I’m always on the look-out for new mindfulness studies and projects.
I’ve mentioned a number of my “favorite” researchers in past blogs and recently a new researcher (at least new to me) has caught my attention.
Amishi Jha, PhD, out of the University of Miami, is the lead investigator of the Schofield Barracks Training and Research on the Neurobehavioral Growth (STRONG) project.
This project endeavors to investigate if and how resilience training can improve the working memory (complex thought, problem solving, and cognitive control of emotions) of soldiers who are living under extreme stress.
The work is ongoing, with the current study not scheduled to be completed until December, but they have published some very preliminary research in the journal Emotion.
Investigators selected US Marines who were involved in a high-stress predeployment program and divided them into two groups.

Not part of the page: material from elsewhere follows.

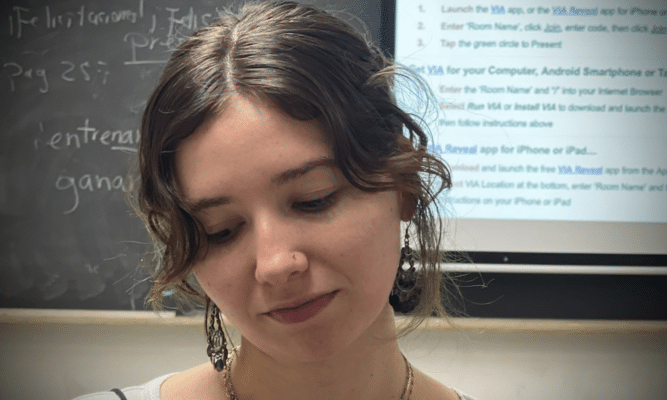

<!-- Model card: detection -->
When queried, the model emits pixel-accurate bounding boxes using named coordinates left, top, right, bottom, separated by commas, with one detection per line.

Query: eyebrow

One group participated in an eight-week mindfulness-based Mind-Fitness Training course, while the second received no training and acted as a control.
Included in the training were skills to manage stress reactions, increase resilience to future stressors, and improve their unit’s effectiveness.
Both groups of soldiers were tested for their working memory capacity using brainwave recording technology before and after the mindfulness training period.
The control group’s working memory capacity decreased over the eight weeks.
Results for the training group depended on the time that they spent practicing the mindfulness skills: the longer the amount of practice time, the better the working memory capacity.
Couple of things to note: I’m disappointed that this study didn’t randomly assign because, as you know, that’s the gold standard of research.
But on the other hand, this is an area of research that hasn’t been fully explored and I’m excited about the possibility of mindfulness being used to build resilience in our soldiers as they ready for deployment.
While this study provided only preliminary findings, a current study should provide more insight into the possible benefits of mindfulness training for individuals in extreme stress situations.
It’s certainly a fascinating topic, and one that keeps coming up in our mindfulness programs.
Have you utilized mindfulness techniques with patients who are in high-risk professions?